I've been meaning to give Zulip a try. How many users can it handle?
Less importantly:
What would you say its biggest missing feature is vs Slack? And conversely what does it bring to the table that Slack can't touch yet?
I'll field the latter. I've used both Zulip and Slack in small team (5-20 people) settings and I much prefer Zulip.
In particular I like how the zulip UI is single-stream by default. Messages from different channels are interleaved, so you can read all new messages at a glance, but still well separated by visual elements including color - I don't find it confusing. And I can focus down to any particular channel , or reply to that channel, in one click.
It goes all-in on this "many streams, one view" model with the concept of topics - lightweight "subject headers" for individual sub-streams of a channel. This neatly avoids the "two conversations at once" problems that can occur in other systems occasionally.
Some more minor points are a wider range of markup available than slack (including syntax highlighting for code), and better support for short-lived private groups (ie. "a PM between Alice, Bob and Charlie")
As to what I think Slack does better: More one-click integrations (and likely other backend admin stuff that I don't see as a simple user). AFAIK Zulip doesn't have an irc gateway. Also when I last used it (over a year ago) Zulip's mobile client was quite poor.
I'm sure others can come up with more differences - to be honest I tend to treat slack as "slightly smarter irc" so I don't pay attention to all the bells and whistles.
Finally I should caveat that these same features I like are things people dislike about Zulip - it's more dissimilar to existing solutions and people will always have their preferred ways of doing things. I personally find Zulip amazing for me.

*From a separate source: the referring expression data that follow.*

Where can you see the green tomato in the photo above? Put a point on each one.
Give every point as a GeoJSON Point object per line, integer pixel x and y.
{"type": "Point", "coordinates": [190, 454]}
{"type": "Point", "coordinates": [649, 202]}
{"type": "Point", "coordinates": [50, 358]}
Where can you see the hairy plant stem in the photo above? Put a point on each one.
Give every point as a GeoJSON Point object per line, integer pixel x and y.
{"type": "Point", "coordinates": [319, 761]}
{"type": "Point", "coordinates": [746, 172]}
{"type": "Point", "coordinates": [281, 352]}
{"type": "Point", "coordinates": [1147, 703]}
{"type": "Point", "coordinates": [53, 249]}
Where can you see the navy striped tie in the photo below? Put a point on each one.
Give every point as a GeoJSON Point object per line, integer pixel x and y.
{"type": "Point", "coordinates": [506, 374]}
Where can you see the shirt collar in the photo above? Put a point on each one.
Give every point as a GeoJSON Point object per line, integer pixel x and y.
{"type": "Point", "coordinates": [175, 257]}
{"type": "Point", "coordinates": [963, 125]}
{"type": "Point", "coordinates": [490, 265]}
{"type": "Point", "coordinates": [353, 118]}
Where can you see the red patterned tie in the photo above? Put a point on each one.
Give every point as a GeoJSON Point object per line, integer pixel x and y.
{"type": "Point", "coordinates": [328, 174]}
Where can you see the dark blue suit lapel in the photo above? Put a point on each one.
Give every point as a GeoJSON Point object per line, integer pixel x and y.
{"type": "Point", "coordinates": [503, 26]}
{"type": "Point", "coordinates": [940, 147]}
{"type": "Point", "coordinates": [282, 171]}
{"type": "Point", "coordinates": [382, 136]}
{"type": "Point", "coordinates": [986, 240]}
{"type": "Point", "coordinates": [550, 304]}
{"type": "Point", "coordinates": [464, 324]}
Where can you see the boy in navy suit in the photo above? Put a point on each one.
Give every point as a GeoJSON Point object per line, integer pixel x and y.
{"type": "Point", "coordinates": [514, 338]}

FWIW Zulip does have a beta-quality IRC gateway (bots/irc-mirror.py); anyone interested in working on improving that should check out this issue: https://github.com/zulip/zulip/issues/249
I especially like the concept of topics in zulip. It helps maintain different subjects in a given channel, which is way more readable imo. I'm a big fan.
Other answers address the big user experience advantages (e.g. threading) that it has over Slack, but there's a bunch of smaller features we have that I don't think Slack does (e.g. you can configure regular expressions to automatically linkify patterns like T123 to link to your bug/ticket tracker).
In terms of features Slack has that Zulip doesn't, I think the biggest ones are features that Zulip has today on zulip.com (which isn't taking new users) but you can't easily setup for your own Zulip server (e.g. the Android app doesn't support talking to a custom server without patching it yourself, mobile push notifications aren't available with your own server, etc.). Contributions on those things are welcome -- they're all relatively easy problems for someone with some mobile experience.
In terms of features that aren't just missing configuration in the run-your-own-server model, I'd say the biggest one is that Slack has a really slick onboarding experience and it has more slick integrations. It's hard to compete on onboarding with a company with like a hundred engineers, but I don't see the integrations piece as being a long-term advantage for Slack -- they're easy to write and I expect the open source community to produce a lot of them for Zulip over time.
IMO, push notifications for mobile applications is a big hole. It's not an easy problem to solve, but as of right now I believe you have to release your own flavor of the mobile applications for this to work.
Less importantly: What would you say its biggest missing feature is vs Slack? And conversely what does it bring to the table that Slack can't touch yet?